Khofifah optimistis, tingginya angka kesembuhan pasien Covid-19 tersebut bisa membawa Jatim melalui masa darurat pandemi Covid-19. Menurutnya, kesembuhan yang terus meningkat menjadi bukti bahwa inovasi- inovasi dalam perawatan pasien Covid-19 cukup efektif dalam mengatasi pandemi ini.
Di antaranya, one gate referral system, pembuatan pedoman perawatan terpadu, pemisahan pasien ringan dengan sedang berat, penggunaan plasma convalesent maupun karantina terpusat di RS Darurat Indrapura. Prinsipnya, kata dia, adalah cepat evakuasi, cepat melayani, sehingga hasilnya adalah cepat sembuh.
"Meskipun recovery rate di Jatim terus meningkat, namun kedisiplinan masyarakat dalam menjalankan protokol kesehatan harus tetap dijaga. Masyarakat harus tetap menggunakan masker, menjaga jarak, dan mencuci tangan dengan air mengalir dan sabun,” ujar Khofifah.
Ketua Umum Palang Merah Indonesia (PMI) Jusuf Kalla mengingatkan jika tidak ada upaya maksimal mengendalikan penyebaran virus Covid-19, maka angka positif Covid-19 di Indonesia akan terus bertambah. JK mengatakan, penyebaran virus Covid-19 yang seperti deret ukur, akan dengan cepat menularkan ke orang lain.

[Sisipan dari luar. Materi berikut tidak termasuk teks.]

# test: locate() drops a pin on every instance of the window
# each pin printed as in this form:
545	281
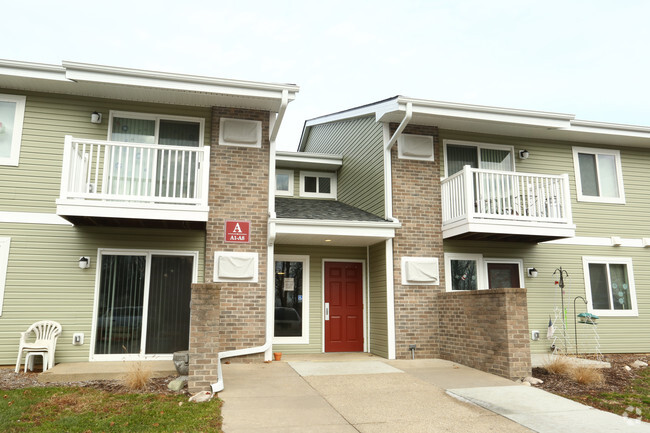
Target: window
317	184
477	155
291	322
599	177
142	303
12	112
4	261
473	272
284	182
609	285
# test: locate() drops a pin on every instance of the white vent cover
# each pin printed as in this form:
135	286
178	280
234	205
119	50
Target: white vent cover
420	271
240	132
411	146
232	266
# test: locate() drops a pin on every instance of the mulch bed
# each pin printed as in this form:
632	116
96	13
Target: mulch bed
11	380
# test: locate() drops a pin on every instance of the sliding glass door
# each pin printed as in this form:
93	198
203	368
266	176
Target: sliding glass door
143	304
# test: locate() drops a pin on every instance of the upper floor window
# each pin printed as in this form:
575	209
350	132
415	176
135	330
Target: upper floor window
599	177
609	286
477	155
152	129
313	184
284	182
12	112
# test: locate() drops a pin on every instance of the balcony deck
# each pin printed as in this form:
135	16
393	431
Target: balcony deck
506	206
131	184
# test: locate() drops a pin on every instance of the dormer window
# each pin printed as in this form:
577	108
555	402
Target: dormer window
314	184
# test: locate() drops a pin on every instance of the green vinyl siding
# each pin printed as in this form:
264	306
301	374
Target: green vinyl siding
616	334
377	301
316	256
35	184
44	281
627	220
360	141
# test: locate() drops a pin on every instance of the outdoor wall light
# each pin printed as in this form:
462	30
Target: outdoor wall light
84	262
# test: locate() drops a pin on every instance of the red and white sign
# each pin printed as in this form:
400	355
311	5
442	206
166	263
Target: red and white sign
238	231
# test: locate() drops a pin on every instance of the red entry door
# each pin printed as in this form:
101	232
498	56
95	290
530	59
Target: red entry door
344	302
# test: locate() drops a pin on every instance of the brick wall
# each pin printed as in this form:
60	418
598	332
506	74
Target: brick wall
417	204
486	330
204	337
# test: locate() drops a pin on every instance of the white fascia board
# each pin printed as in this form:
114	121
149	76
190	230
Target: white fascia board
486	113
32	70
309	160
163	80
590	127
335	227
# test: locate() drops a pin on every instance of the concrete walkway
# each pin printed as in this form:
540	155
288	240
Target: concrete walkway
368	394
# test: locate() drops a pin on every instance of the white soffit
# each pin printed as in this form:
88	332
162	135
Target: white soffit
308	161
139	85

Ia mencontohkan, hanya butuh dua bulan sejak kasus pertama diumumkan pada Maret untuk mencapai angka 10 ribu orang. Karena itu, jika tidak dilakukan upaya tepat maka jumlah orang terinfeksi akan terus bertambah.
"Sekarang hanya butuh waktu 7 hari untuk kita bertambah lagi 10 ribu. Karena itu saya perkirakan akhir Juli ini akan mencapai angka 100 ribu dan pada tanggal 17 agustus jumlah penderita Covid di Indonesia akan mencapai 120 ribu kalau tidak ada intervensi yang keras dari kita," kata JK.
JK menilai salah satu cara paling efektif mengendalikan kasus adalah dengan mengurangi pergerakan orang. Sebab, selama ada kerumunan maka potensi penularan tetap akan terjadi, apalagi tanpa disertai disiplin protokol kesehatan.
"Saya kira tidak ada cara yang paling efektif membendung wabah ini selain mengurangi pergerakan orang. Mengenai caranya terserah pemerintah," kata Wakil Presiden ke-10 dan ke-12 itu.